Bir de Komisyon’a giren “şeriat yanlısı” profesörler ve yazarlar var ki; çoğu Türkiye Cumhuriyeti’ne “akillik” yapmayı bırakın, ellerinden gelse Cumhuriyet’i bir kaşık suda boğacak kadar kinle dolu...

Apo istedi, oldu!

Heyetteki isimler uzunca süre tartışılacak; hepsinin bu konudaki “akil görüşleri”ni yandaş gazetelerde çarşaf çarşaf yayınlanacak...

Fakat asıl önemli olan böyle bir “komisyon”un oluşturulmasını kimin istediği! İşte; bu sorunun yanıtı, Komisyon’un nasıl bir çalışma yapacağının ipuçlarını da veriyor.
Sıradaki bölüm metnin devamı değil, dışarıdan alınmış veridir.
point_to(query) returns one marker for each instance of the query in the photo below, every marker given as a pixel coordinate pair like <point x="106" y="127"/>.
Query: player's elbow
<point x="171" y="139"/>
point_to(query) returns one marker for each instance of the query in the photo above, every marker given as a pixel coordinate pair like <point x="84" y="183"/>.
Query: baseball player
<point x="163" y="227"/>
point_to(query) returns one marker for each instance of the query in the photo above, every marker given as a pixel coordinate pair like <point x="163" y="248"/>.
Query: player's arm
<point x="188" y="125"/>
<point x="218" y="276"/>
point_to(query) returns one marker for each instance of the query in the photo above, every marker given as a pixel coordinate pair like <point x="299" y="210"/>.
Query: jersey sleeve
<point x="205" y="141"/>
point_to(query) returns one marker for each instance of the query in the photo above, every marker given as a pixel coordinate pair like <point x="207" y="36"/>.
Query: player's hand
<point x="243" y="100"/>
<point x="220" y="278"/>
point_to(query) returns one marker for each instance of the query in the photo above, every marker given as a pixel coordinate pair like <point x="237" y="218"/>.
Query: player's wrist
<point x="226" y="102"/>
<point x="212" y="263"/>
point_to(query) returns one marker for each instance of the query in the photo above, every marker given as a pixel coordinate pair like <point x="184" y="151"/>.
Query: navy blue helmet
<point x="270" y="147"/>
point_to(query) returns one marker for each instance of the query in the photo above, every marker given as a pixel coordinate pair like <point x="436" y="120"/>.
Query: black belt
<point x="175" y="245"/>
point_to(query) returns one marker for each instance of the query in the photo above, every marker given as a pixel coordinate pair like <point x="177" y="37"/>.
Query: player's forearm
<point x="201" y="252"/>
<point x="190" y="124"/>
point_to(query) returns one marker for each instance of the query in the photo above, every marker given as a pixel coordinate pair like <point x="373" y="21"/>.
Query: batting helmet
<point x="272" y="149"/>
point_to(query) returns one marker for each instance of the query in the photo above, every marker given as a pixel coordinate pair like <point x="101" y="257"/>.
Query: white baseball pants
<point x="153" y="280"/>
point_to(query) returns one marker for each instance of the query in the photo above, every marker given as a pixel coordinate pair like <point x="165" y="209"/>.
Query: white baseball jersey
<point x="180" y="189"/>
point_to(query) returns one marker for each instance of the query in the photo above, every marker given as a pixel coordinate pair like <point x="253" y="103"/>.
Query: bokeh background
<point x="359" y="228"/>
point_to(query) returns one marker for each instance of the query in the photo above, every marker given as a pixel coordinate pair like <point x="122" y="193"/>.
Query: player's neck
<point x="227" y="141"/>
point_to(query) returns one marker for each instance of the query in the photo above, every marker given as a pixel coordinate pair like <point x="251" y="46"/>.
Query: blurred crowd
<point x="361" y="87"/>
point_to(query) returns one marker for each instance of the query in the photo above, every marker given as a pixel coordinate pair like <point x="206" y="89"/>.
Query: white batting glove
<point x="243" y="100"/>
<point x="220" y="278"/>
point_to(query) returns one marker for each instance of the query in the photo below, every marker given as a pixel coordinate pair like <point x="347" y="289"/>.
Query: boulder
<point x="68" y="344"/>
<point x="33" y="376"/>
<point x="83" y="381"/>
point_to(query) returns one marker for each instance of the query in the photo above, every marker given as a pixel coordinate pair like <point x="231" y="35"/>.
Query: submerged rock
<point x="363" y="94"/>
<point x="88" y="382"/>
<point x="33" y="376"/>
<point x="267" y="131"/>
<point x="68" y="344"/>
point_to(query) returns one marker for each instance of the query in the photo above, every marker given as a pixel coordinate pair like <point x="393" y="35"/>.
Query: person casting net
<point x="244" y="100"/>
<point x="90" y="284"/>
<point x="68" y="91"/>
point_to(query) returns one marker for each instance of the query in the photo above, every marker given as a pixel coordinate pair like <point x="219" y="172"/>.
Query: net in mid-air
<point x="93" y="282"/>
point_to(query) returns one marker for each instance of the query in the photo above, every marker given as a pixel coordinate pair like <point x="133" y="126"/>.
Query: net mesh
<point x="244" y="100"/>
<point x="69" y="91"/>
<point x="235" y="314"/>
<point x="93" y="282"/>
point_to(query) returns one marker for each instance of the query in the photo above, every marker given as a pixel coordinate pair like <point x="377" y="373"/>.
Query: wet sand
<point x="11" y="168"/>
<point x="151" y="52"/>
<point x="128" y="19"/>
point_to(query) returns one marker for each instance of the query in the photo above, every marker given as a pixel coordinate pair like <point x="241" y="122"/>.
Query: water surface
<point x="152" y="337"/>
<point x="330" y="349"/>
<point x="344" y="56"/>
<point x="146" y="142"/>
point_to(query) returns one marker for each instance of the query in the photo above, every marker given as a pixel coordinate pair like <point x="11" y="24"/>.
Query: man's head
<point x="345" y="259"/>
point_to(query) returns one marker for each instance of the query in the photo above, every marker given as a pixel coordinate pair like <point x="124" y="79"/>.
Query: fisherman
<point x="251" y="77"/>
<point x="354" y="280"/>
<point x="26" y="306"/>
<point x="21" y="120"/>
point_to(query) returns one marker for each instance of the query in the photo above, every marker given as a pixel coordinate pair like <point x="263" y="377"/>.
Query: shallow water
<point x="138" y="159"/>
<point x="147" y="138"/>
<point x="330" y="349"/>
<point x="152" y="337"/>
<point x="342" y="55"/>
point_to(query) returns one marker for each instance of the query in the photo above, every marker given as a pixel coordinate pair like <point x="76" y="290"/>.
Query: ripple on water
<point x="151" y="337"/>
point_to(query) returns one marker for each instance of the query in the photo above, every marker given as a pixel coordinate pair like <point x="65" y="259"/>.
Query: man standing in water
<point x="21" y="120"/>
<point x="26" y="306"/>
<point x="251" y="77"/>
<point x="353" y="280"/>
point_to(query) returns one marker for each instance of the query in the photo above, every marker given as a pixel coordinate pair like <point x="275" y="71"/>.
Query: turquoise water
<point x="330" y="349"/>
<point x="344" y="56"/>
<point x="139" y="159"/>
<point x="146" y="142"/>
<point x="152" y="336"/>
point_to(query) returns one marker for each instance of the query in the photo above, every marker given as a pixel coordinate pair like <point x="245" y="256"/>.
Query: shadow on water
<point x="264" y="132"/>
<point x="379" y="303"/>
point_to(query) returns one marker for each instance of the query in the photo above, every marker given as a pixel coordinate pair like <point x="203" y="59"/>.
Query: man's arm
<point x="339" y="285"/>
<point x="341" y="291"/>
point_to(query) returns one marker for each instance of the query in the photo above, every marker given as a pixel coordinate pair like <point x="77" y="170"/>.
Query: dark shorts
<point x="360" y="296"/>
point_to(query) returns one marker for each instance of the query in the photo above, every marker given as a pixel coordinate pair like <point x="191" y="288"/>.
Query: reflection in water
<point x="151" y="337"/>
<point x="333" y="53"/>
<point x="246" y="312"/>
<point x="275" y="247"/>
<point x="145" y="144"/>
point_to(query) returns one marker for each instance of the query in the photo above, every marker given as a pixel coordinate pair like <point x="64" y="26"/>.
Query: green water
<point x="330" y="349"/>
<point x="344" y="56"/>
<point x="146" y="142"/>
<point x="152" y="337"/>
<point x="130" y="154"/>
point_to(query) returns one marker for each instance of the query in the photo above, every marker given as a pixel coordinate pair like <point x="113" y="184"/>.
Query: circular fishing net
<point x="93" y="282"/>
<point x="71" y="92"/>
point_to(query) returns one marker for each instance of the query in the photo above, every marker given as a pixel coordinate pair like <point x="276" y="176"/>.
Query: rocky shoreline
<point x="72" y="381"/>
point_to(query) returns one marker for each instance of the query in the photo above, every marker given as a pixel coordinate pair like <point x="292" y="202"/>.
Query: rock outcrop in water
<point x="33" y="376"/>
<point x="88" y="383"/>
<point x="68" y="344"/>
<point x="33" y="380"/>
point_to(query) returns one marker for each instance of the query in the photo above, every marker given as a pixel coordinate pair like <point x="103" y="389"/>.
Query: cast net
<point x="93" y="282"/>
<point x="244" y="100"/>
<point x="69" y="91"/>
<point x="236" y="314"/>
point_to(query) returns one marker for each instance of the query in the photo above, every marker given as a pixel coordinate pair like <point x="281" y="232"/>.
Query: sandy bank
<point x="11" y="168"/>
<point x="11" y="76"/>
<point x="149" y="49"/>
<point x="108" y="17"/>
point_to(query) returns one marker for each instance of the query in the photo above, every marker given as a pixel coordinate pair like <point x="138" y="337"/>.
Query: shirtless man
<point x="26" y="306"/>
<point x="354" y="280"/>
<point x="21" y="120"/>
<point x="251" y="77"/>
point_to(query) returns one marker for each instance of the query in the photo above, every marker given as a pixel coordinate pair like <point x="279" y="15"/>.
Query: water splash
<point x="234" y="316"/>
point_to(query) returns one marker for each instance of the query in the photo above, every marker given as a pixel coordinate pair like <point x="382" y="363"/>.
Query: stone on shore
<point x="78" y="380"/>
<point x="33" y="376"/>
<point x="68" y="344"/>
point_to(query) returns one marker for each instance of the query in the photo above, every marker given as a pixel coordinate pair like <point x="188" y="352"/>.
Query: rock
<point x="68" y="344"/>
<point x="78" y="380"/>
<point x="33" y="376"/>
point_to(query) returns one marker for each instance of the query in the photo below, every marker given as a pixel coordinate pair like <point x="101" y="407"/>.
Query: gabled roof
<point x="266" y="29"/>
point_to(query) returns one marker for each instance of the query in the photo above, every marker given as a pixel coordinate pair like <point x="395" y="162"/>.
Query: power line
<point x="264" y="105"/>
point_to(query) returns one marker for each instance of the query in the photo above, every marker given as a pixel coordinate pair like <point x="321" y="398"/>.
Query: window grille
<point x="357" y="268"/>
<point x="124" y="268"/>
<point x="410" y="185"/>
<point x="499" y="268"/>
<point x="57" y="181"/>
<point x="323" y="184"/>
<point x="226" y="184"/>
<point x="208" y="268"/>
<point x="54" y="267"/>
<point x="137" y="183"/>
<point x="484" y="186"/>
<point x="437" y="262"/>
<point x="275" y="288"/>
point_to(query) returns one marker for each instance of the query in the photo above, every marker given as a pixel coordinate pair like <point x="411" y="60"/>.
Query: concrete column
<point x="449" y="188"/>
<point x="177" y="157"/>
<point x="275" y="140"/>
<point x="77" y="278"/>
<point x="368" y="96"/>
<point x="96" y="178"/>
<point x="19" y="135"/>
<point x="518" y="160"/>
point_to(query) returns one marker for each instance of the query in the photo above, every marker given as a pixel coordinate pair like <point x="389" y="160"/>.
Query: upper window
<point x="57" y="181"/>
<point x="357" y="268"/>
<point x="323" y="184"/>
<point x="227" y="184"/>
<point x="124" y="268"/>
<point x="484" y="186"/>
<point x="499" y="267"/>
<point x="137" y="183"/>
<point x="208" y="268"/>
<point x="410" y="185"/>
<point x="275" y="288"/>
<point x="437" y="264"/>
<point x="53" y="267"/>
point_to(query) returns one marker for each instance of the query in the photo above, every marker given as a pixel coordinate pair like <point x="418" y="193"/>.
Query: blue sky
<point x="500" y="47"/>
Hemen belirtelim ki; Akil İnsanlar Komisyonu’nun fikir babası, Başbakan değil! Hatta kendisi, on yıldır birçok konuşmasında böyle bir Komisyon’a sıcak bakmadığını defalarca dile getirdi. Bu Komisyon’un kurulmasını isteyen ve fikir babalığını yapan kişi, bizzat Abdullah Öcalan...

2000’li yılların başından itibaren cezaevinden avukatları aracılığıyla gönderdiği tüm mesajlarında, “Kürt sorununun çözümü için Akil İnsanlar Komisyonu kurulmasının gerekliliğinden” söz edip durdu.

Ve sonunda; bu talebini kabul ettirdi!

Bu, Öcal’ın ve PKK’nın, saldırıların durması için iktidara dayattığı ve kabul ettirdiği tek istek de değil:

TBMM’de kurulması gündeme gelen “Çözüm Sürecini Değerlendirme Komisyonu”nun fikir babası da bizzat o...

Terörist başı yine yıllardır Meclis çatısı altında bir “Hakikatleri Araştırma Komisyonu” kurulmasını istiyordu.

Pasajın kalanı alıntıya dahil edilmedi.